See the wikipedia article for more information
A Bloom Filter is a probabilistic data structure.
A humorous way to think of it is as a really bad set. It's a set that doesn't actually store its elements (you have to store them elsewhere). Also, it returns false positives on membership checks. Also, you can't remove elements from it.
That being said, there are upsides to bloom filters. They are comparatively small data structures, and adding and checking members is incredibly fast.
Bloom filter usage example: CDNs
CDNs use bloom filters to determine what web pages to cache. Caching involves expensive write-to-disk processing and storage. CDNs want to avoid wasting time and space on rarely fetched web pages, which are often very large text objects. You can use a bloom filter here as a gate-keeper.
Every time a page is visited, you add it to the bloom filter.
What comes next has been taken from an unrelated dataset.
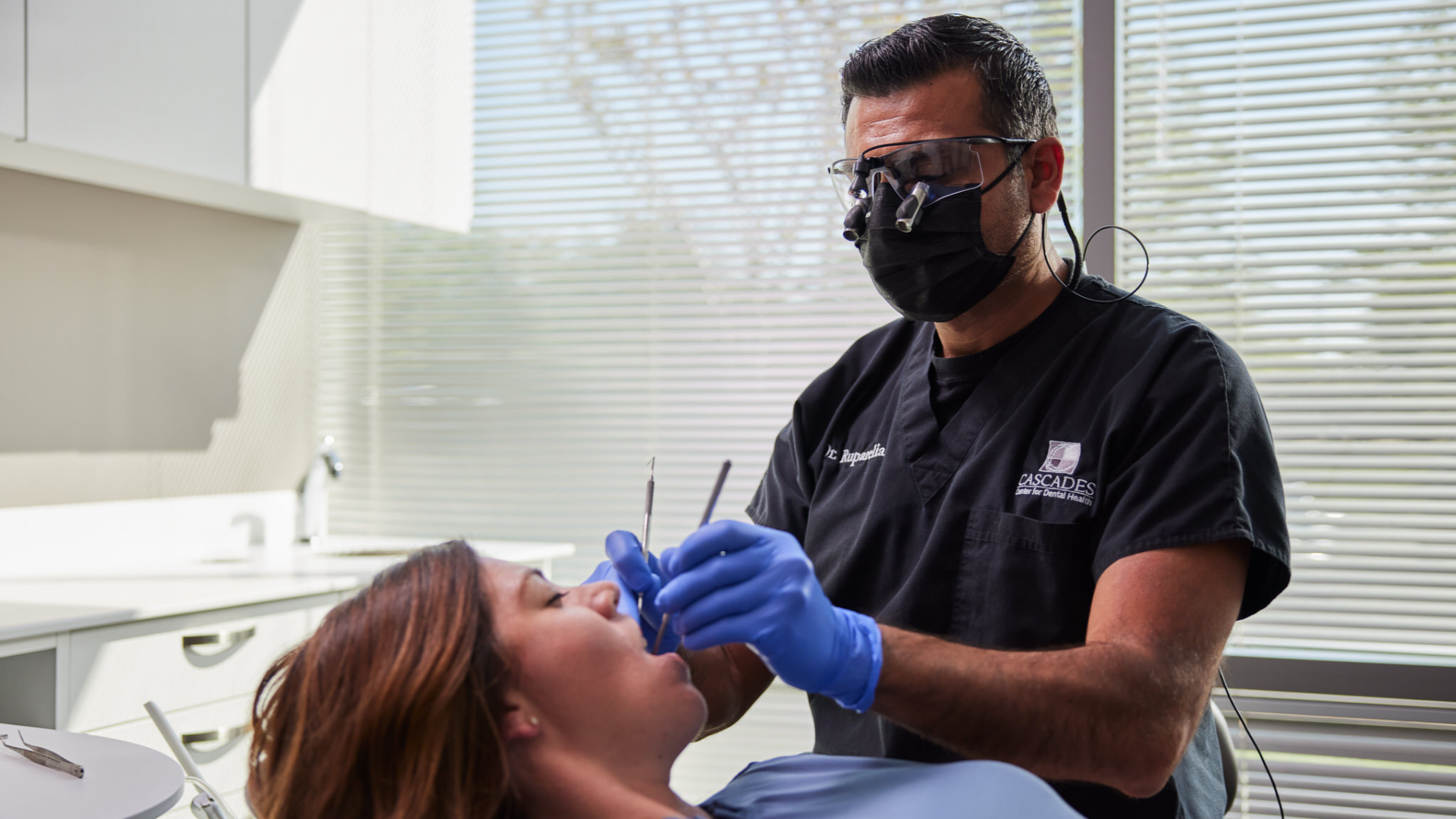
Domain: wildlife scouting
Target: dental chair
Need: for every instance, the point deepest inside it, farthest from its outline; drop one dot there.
(1231, 765)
Checking the bloom filter for membership then becomes a check for "probably previously visited page". Then, you only cache (i.e., run the expensive storage process) pages that have been visited more than once.
function cache(page, bloomFilter, storage) {
if (bloomFilter.isMember(page)) {
storage.set(page)
} else {
bloomFilter.addMember(page)
}
}
The false positives are worth the trade-off here. Actually storing the pages in some data structure is both the time and space cost trying to be avoided to begin with! Even just storing a hash of the pages would practically be much larger than the bit array of the bloom filter.
Also, adding members and checking members are constant time (O(k) where k is the number of hash functions), and so incredibly fast. Constant-time lookup is theoretically true of hash tables as well, but practically this is not achievable, and bloom filters are faster (1 2).
Explanation of the algorithm
A bloom filter's memory representation is merely a bit array.
On creation, each bit is set to 0
.
A collection of hash functions are run per element added. The result of each hash function is a location in the bit array, which then gets flipped to 1
(or stays at 1
if previously flipped). For example, a bloom filter with five hash functions would flip up to five bits per added element (up to five because some bits might have been flipped previously).
Membership checks are performed by running those same hash functions on the element in question, and checking that all the bits are set to 1
. If they are, the element is 'probably a member', otherwise it is 'definitely not a member'.
False positives on membership checks result from the fact that it is not clear which elements have flipped the bits in question. It is possible that an element has not been added, but previously added elements have incidentally flipped all the bits it would've flipped had it been added. A membership check on this element would then return a false positive.
This also explains why you can't remove elements from a bloom filter. You can't "just" flip the relevant bits back to 0
, since other elements could've flipped any of them to 1
as well.